10 Pro Wrestling Scandals You've Probably Never Heard Of
6. Going Out With A Bang
A wrestling promoter from the north-east, Herbert Christian Abrams formed the Universal Wrestling Federation in California (this wasn’t the more famous mid-south version run by Bill Watts) in 1990, intending to return pro wrestling back to its roots before Vince McMahon’s WWF had steamrolled the opposition in the 1980s.
A cagey, maverick businessman, Abrams snapped up the valuable UWF trademark precisely because Watts had failed to do so before selling his company to Jim Crockett in 1987. He’d negotiate valuable television deals at home and home video deals overseas for the product, and was committed in his efforts to turn the UWF into something that could theoretically one day challenge the primacy of the WWF and WCW in the US market.

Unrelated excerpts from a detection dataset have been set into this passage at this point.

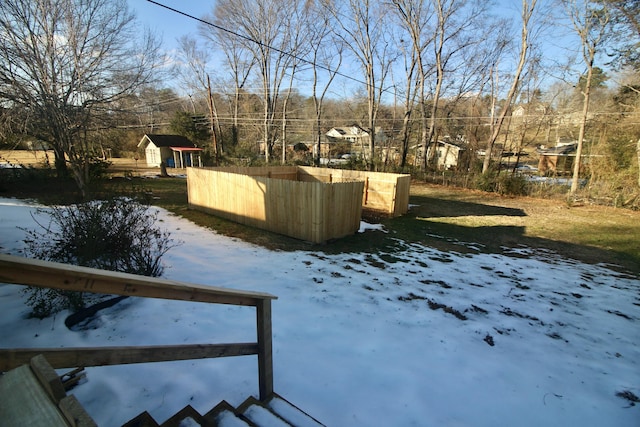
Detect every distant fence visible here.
[187,167,364,243]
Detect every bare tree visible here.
[0,0,161,196]
[325,0,396,170]
[308,5,344,166]
[482,0,537,174]
[564,0,611,194]
[215,0,302,162]
[200,12,255,152]
[178,36,222,160]
[392,0,434,167]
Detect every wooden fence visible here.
[298,166,411,217]
[187,166,411,243]
[0,255,277,400]
[187,167,364,243]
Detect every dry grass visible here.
[0,155,640,274]
[411,182,640,272]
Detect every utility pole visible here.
[207,74,220,165]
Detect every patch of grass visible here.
[0,166,640,274]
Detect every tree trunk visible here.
[636,139,640,187]
[482,0,536,174]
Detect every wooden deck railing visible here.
[0,254,277,399]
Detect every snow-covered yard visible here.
[0,199,640,426]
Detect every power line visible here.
[147,0,372,91]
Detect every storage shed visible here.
[138,134,202,168]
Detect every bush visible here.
[24,197,176,318]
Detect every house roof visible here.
[138,133,196,148]
[438,139,467,150]
[538,143,578,156]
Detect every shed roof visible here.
[138,133,196,148]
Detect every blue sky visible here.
[128,0,215,50]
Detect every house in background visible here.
[427,139,467,169]
[538,142,578,174]
[138,134,202,168]
[322,125,387,158]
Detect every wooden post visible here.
[256,299,273,401]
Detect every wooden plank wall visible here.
[298,166,411,217]
[187,167,364,243]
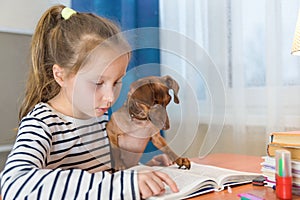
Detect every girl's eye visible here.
[96,81,104,86]
[114,81,122,86]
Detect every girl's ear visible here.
[52,64,64,86]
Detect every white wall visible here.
[0,0,71,34]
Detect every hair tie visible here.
[61,7,76,20]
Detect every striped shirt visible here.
[1,103,140,200]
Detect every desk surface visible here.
[190,154,300,200]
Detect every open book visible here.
[134,162,261,200]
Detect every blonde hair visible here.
[19,5,129,120]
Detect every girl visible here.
[1,5,178,200]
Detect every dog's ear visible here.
[162,75,179,104]
[148,104,170,130]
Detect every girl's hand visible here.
[138,170,179,199]
[146,154,174,166]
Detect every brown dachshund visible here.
[106,76,190,171]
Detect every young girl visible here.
[1,5,178,200]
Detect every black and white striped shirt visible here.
[1,103,140,200]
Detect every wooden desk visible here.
[189,154,300,200]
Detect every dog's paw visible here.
[175,158,191,169]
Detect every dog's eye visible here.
[96,81,104,86]
[114,81,122,86]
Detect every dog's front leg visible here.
[106,121,125,171]
[151,132,191,169]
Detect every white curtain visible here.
[160,0,300,156]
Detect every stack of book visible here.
[261,131,300,195]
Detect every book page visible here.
[131,162,260,199]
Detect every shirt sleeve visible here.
[0,118,140,200]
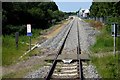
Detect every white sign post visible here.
[112,23,118,55]
[27,24,32,50]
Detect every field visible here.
[85,20,120,79]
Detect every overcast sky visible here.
[54,0,92,12]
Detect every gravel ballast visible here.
[25,18,100,78]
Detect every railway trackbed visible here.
[46,17,89,80]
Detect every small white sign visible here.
[27,24,31,33]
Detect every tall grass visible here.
[85,21,120,80]
[92,55,120,79]
[2,29,41,66]
[91,25,113,53]
[2,35,28,66]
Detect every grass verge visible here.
[85,20,120,80]
[2,30,41,66]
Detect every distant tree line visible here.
[90,1,120,23]
[2,2,67,34]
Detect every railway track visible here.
[46,17,83,80]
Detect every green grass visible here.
[87,20,120,80]
[90,25,113,53]
[2,29,41,66]
[91,54,120,78]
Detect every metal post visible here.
[29,36,31,50]
[113,24,116,55]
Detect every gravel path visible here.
[62,20,78,54]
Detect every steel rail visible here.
[46,20,74,80]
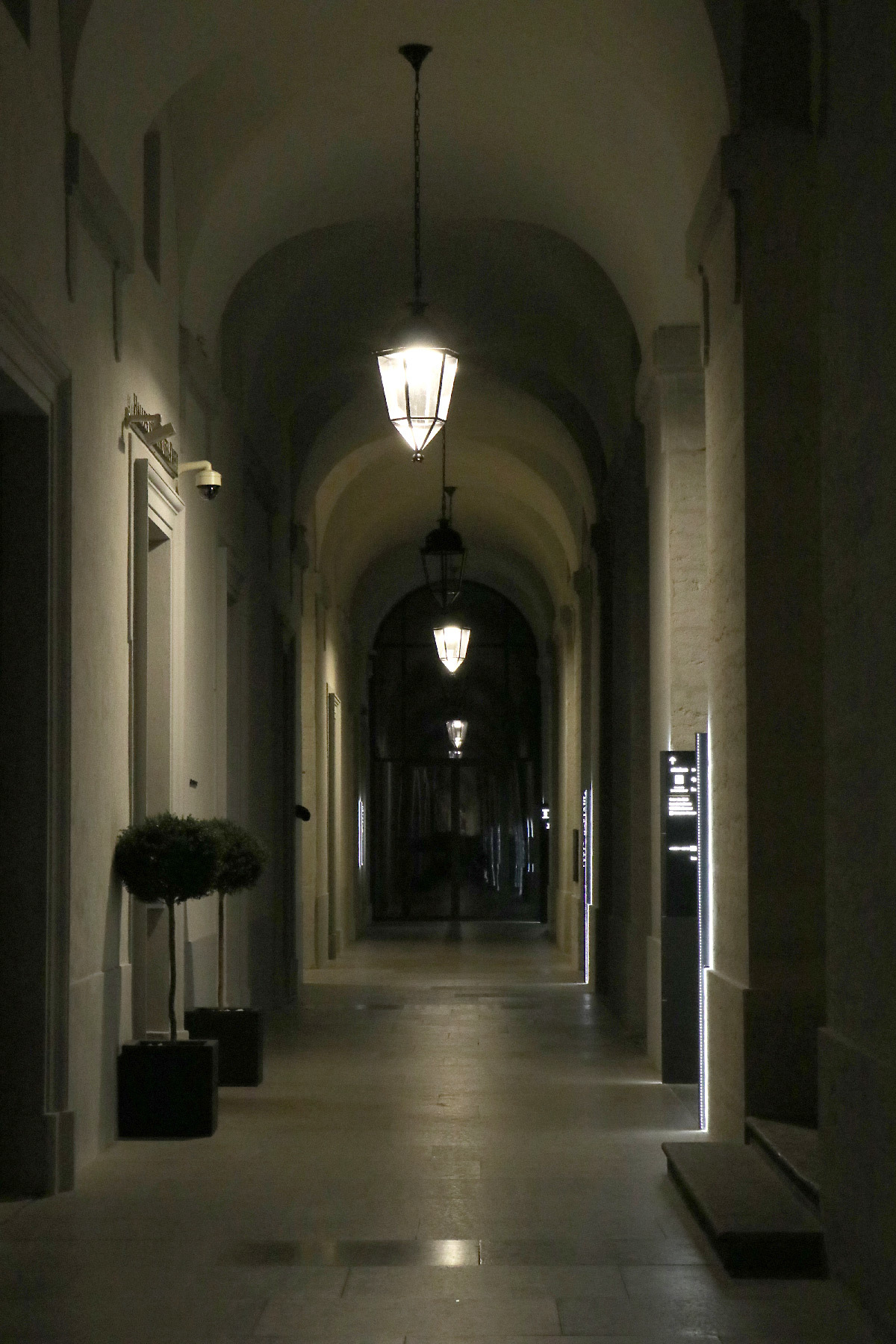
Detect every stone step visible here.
[662,1142,827,1278]
[744,1116,821,1208]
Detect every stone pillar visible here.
[819,0,896,1332]
[638,326,708,1068]
[600,433,650,1035]
[688,125,825,1139]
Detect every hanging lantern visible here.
[445,719,466,751]
[445,719,466,761]
[432,625,470,673]
[376,337,457,462]
[376,42,457,462]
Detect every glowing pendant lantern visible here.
[376,332,457,462]
[445,719,466,756]
[376,42,457,462]
[432,625,470,673]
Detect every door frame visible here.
[0,277,74,1195]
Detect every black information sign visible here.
[659,751,700,1083]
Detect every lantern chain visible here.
[414,66,423,308]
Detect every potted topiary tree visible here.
[184,817,267,1087]
[114,812,217,1139]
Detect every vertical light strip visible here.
[582,785,594,985]
[696,732,712,1129]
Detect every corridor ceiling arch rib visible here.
[71,0,728,357]
[305,373,597,609]
[222,220,644,497]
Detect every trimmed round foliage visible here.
[205,817,267,897]
[114,812,217,906]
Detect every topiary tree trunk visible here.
[208,817,267,1008]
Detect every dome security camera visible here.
[177,461,220,500]
[196,467,220,500]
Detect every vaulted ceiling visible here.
[63,0,728,618]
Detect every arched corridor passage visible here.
[358,583,550,922]
[0,0,896,1341]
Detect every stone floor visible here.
[0,930,874,1344]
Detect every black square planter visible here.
[118,1040,217,1139]
[184,1008,264,1087]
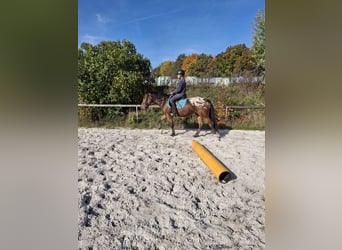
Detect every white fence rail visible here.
[77,104,266,121]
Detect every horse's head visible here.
[140,92,153,109]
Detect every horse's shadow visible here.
[177,129,230,138]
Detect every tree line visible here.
[78,11,265,104]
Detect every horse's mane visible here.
[149,91,169,99]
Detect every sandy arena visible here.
[78,128,265,250]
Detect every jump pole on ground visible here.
[191,140,230,183]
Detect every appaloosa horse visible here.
[141,92,220,137]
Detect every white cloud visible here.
[80,34,103,45]
[96,14,111,24]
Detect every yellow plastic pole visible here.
[191,141,230,183]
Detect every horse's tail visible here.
[208,100,217,130]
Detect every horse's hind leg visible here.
[158,115,166,129]
[194,116,203,137]
[205,118,218,134]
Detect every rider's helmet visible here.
[176,69,185,76]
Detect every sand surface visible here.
[78,128,265,250]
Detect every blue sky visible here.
[78,0,265,68]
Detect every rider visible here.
[170,69,186,116]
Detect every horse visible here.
[140,92,220,137]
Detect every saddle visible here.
[167,96,188,109]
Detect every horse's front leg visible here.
[158,115,166,129]
[194,116,203,137]
[166,115,176,136]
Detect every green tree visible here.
[252,10,265,76]
[188,53,214,78]
[78,40,151,104]
[159,61,174,77]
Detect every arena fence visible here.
[77,104,265,121]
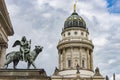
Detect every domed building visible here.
[51,4,104,80]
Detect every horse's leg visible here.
[13,60,19,69]
[31,62,36,69]
[27,61,31,69]
[4,59,12,69]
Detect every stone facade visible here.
[0,69,51,80]
[52,3,104,80]
[0,0,14,68]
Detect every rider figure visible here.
[20,36,28,60]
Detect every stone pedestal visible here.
[0,69,50,80]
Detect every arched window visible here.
[68,60,71,68]
[68,32,70,36]
[82,60,85,68]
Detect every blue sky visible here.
[5,0,120,80]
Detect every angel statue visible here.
[12,36,31,61]
[4,36,43,69]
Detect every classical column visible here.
[70,47,74,68]
[91,51,93,70]
[79,48,82,68]
[58,50,61,70]
[0,44,7,68]
[62,49,66,69]
[86,49,89,69]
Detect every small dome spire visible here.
[74,3,76,12]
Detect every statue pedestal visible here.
[0,69,50,80]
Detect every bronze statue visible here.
[12,36,31,61]
[4,36,43,69]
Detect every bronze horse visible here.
[4,46,43,69]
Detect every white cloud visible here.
[6,0,120,75]
[110,74,120,80]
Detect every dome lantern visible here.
[64,3,86,29]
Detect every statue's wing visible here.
[12,40,21,47]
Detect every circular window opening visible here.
[64,34,65,37]
[68,32,70,35]
[74,32,78,35]
[81,32,83,35]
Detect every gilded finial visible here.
[74,2,76,12]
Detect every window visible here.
[81,32,83,35]
[68,32,70,36]
[63,34,65,37]
[68,60,71,68]
[74,32,77,35]
[82,60,85,68]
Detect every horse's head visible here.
[35,45,43,53]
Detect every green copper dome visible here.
[64,11,86,29]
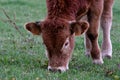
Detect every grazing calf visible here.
[25,0,113,72]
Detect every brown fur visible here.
[26,0,113,71]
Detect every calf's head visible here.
[25,19,89,72]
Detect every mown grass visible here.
[0,0,120,80]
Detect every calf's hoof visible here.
[93,58,104,65]
[85,51,91,57]
[102,50,112,59]
[48,66,68,73]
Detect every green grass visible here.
[0,0,120,80]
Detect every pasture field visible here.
[0,0,120,80]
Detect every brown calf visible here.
[25,0,113,71]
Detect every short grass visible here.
[0,0,120,80]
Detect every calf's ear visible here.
[25,22,41,35]
[70,21,89,36]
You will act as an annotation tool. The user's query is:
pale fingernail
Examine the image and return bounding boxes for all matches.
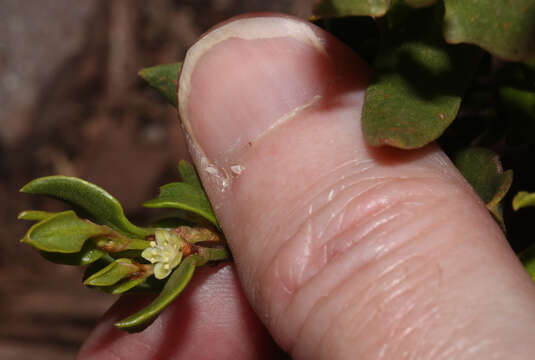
[179,17,334,165]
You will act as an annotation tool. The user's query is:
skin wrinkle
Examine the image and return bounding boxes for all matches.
[261,178,460,352]
[288,191,460,358]
[316,253,436,360]
[333,255,440,358]
[279,194,444,354]
[250,167,452,310]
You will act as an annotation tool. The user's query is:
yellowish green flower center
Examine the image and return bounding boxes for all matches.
[141,229,183,279]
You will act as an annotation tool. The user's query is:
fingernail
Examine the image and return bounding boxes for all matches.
[179,17,334,164]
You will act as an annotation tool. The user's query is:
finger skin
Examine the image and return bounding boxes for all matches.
[77,265,284,360]
[178,16,535,359]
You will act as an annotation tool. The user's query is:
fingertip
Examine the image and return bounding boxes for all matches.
[77,265,280,360]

Unfortunately, Abrams was as unstable as he was ambitious, and the wrestling wasn’t the only old school values he was keen to return to: he liked to hoover up cocaine like no one’s business, and as a result his paranoia was through the roof. Convinced that one of his roster was stealing from him and sleeping with his girlfriend, Abrams paid off ‘Dr. Death’ Steve Williams to hurt the man in his own ring as a form of revenge.
But it’s the manner of Abrams’ passing that raised the most eyebrows. Herb Abrams died in July 1996 of a cocaine-motivated heart attack while in police custody. He’d been arrested when police were called to the scene after he began running through his offices, stark naked, screaming and destroying everything in sight with a baseball bat.
To make matters… well, weirder, Abrams had several barely dressed prostitutes in tow at the time, and his body was covered in both cocaine and a waxy vaseline-like substance. Well, if you’re determined to go out with a bang, you might as well make it a big one.